Hi, I am trying to create a rule on all columns so where a cell says “missing data” it changes it to “-999”. I figured how to do that per column on the rule engine, but how can I do that with all the columns in just one node?
Hi @areej31
You can do this to process every column one by one via the Column List Loop.
With use of the flowvariable “current columnname” the Missing Value node is configured.
missing_multiple_columns.knwf (23.1 KB)
gr. Hans
Hi @areej31 , if by “missing data” you mean that KNIME displays it as the ?, and it is actually missing data, then the Missing Value node can achieve this.
Edit: snap! @HansS … although maybe the loop is not needed if is to be applied to all missing values
its not actually a missing value - the data comes in with the cells written “missing values” in some cells.

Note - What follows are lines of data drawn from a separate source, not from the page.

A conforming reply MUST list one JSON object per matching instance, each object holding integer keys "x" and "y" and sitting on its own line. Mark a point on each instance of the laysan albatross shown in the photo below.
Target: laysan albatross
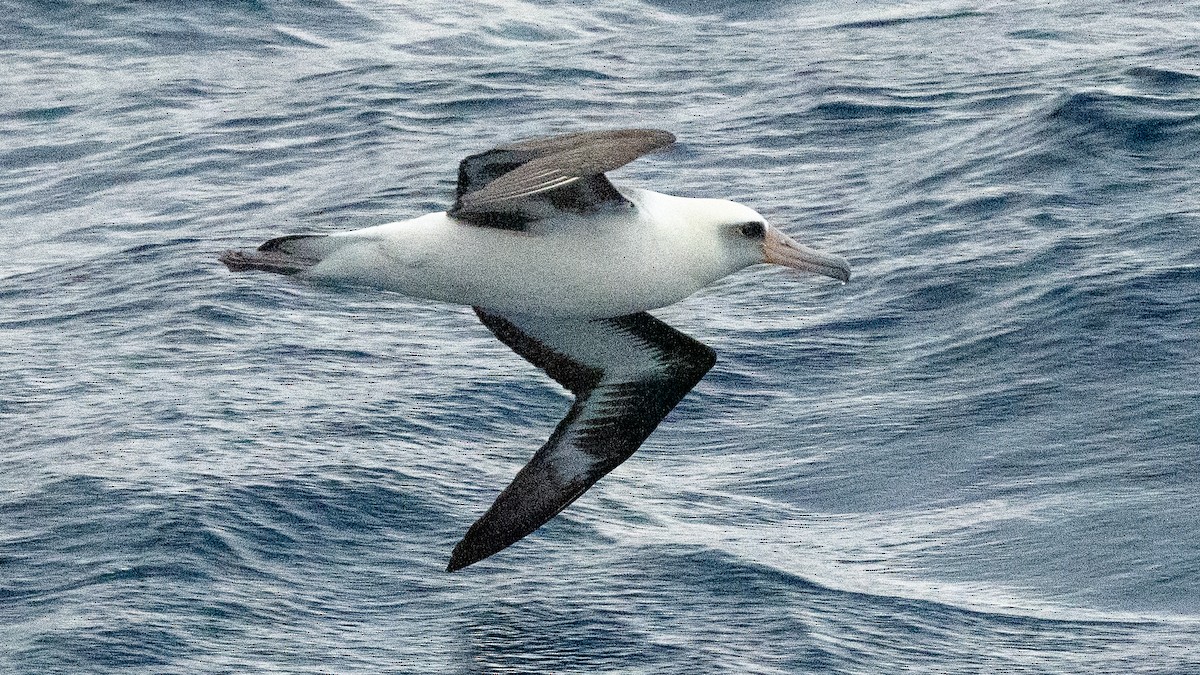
{"x": 561, "y": 266}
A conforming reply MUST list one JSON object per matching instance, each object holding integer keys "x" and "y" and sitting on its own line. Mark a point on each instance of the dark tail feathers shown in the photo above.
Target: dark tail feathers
{"x": 282, "y": 255}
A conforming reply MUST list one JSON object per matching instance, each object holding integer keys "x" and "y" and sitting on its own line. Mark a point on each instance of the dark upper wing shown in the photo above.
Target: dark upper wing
{"x": 627, "y": 375}
{"x": 511, "y": 185}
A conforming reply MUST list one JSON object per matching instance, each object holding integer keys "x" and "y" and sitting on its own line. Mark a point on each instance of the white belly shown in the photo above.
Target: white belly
{"x": 588, "y": 268}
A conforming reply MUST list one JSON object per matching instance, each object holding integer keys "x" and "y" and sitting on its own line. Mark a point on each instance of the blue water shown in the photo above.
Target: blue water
{"x": 982, "y": 455}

And this I just need to change for easier calculation.
Hi @areej31,
for further calculations you need your data as numeric colums, correct. But columns with entries like ‘missing values’ are by default shown as datatype string.
The easiest way to remove strings is converting the column into type numeric via using string to number node.
BR
Hi @areej31, is all of the other data in the strings actually numeric in format, in which case @morpheus’s suggestion would turn the non-numeric “missing data” values into missing values which could then be handled as per earlier suggestions.

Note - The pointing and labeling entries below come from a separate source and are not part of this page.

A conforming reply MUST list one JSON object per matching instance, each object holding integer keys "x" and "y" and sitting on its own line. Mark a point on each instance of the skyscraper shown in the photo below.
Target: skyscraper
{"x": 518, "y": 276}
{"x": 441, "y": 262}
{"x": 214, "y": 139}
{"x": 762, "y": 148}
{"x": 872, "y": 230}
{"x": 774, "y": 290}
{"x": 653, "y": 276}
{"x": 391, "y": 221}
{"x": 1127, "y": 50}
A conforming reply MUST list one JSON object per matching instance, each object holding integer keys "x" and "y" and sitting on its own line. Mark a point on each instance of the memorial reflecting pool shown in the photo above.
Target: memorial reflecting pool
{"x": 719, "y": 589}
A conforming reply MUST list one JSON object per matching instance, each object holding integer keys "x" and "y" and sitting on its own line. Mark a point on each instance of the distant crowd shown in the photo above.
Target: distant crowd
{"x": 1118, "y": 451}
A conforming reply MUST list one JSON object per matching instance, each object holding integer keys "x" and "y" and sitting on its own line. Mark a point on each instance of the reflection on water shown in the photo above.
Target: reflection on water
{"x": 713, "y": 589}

If it isn’t, it might be better to upload some sample data as there are potentially different ways to achieve this, and also some nodes are more suitable than others depending on what other column data types you have.

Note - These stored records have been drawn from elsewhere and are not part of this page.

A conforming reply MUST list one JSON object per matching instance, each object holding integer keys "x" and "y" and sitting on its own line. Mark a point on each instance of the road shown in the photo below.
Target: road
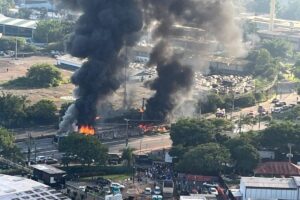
{"x": 46, "y": 147}
{"x": 145, "y": 144}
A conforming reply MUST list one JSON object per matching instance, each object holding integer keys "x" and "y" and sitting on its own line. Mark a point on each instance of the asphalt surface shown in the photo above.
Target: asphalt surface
{"x": 46, "y": 147}
{"x": 145, "y": 144}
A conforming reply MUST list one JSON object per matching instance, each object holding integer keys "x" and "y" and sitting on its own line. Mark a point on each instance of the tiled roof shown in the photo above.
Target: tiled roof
{"x": 278, "y": 168}
{"x": 261, "y": 182}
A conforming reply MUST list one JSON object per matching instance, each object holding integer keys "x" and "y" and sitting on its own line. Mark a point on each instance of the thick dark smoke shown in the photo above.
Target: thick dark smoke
{"x": 214, "y": 16}
{"x": 107, "y": 25}
{"x": 101, "y": 33}
{"x": 173, "y": 78}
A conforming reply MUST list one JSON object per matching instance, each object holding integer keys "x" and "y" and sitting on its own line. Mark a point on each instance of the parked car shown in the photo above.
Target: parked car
{"x": 213, "y": 190}
{"x": 147, "y": 191}
{"x": 277, "y": 110}
{"x": 275, "y": 100}
{"x": 117, "y": 185}
{"x": 279, "y": 104}
{"x": 102, "y": 181}
{"x": 40, "y": 159}
{"x": 50, "y": 160}
{"x": 157, "y": 190}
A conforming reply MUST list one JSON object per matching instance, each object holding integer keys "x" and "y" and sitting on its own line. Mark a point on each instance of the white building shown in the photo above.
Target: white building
{"x": 259, "y": 188}
{"x": 69, "y": 61}
{"x": 17, "y": 188}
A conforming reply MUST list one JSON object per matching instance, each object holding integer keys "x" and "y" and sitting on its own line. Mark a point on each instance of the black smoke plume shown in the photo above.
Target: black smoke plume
{"x": 101, "y": 33}
{"x": 173, "y": 79}
{"x": 214, "y": 16}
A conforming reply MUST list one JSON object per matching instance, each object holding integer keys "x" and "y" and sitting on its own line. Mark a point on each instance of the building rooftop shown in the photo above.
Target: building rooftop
{"x": 278, "y": 168}
{"x": 22, "y": 23}
{"x": 261, "y": 182}
{"x": 18, "y": 188}
{"x": 48, "y": 169}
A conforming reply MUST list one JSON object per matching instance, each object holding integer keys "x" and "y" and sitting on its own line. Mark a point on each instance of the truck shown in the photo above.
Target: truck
{"x": 168, "y": 189}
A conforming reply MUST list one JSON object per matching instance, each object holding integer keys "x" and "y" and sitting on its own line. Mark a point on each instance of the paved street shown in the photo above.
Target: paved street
{"x": 144, "y": 144}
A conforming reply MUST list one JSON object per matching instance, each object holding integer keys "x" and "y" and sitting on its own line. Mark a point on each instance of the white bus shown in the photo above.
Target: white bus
{"x": 168, "y": 189}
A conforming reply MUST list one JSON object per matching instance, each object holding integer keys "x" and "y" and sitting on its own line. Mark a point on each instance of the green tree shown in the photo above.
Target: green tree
{"x": 24, "y": 13}
{"x": 278, "y": 48}
{"x": 279, "y": 134}
{"x": 63, "y": 108}
{"x": 204, "y": 159}
{"x": 127, "y": 155}
{"x": 213, "y": 102}
{"x": 244, "y": 155}
{"x": 88, "y": 148}
{"x": 9, "y": 43}
{"x": 8, "y": 148}
{"x": 44, "y": 75}
{"x": 292, "y": 11}
{"x": 245, "y": 101}
{"x": 12, "y": 110}
{"x": 191, "y": 132}
{"x": 42, "y": 113}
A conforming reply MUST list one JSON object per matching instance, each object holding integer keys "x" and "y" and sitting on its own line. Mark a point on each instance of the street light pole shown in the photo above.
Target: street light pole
{"x": 127, "y": 120}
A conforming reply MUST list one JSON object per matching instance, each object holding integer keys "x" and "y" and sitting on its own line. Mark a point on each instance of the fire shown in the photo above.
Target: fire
{"x": 145, "y": 127}
{"x": 87, "y": 130}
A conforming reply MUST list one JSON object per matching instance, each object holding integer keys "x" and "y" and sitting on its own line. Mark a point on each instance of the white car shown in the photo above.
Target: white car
{"x": 147, "y": 191}
{"x": 157, "y": 190}
{"x": 40, "y": 159}
{"x": 82, "y": 188}
{"x": 117, "y": 185}
{"x": 213, "y": 191}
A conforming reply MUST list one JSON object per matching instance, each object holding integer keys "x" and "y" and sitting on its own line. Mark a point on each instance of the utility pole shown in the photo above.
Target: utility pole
{"x": 29, "y": 148}
{"x": 272, "y": 14}
{"x": 290, "y": 155}
{"x": 232, "y": 105}
{"x": 127, "y": 124}
{"x": 16, "y": 49}
{"x": 125, "y": 82}
{"x": 143, "y": 109}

I don’t think you’ll find a single node solution unless all columns are of the String datatype in which case String Manipulation (multi-column) could handle it with:
string(
$$CURRENTCOLUMN$$ !=null && $$CURRENTCOLUMN$$.equals("missing data")
? "-999"
: $$CURRENTCOLUMN$$
)
BUT if you have any other data types, additional nodes will be required to filter those, unless you know them in advance and configure the node manually for just the String columns.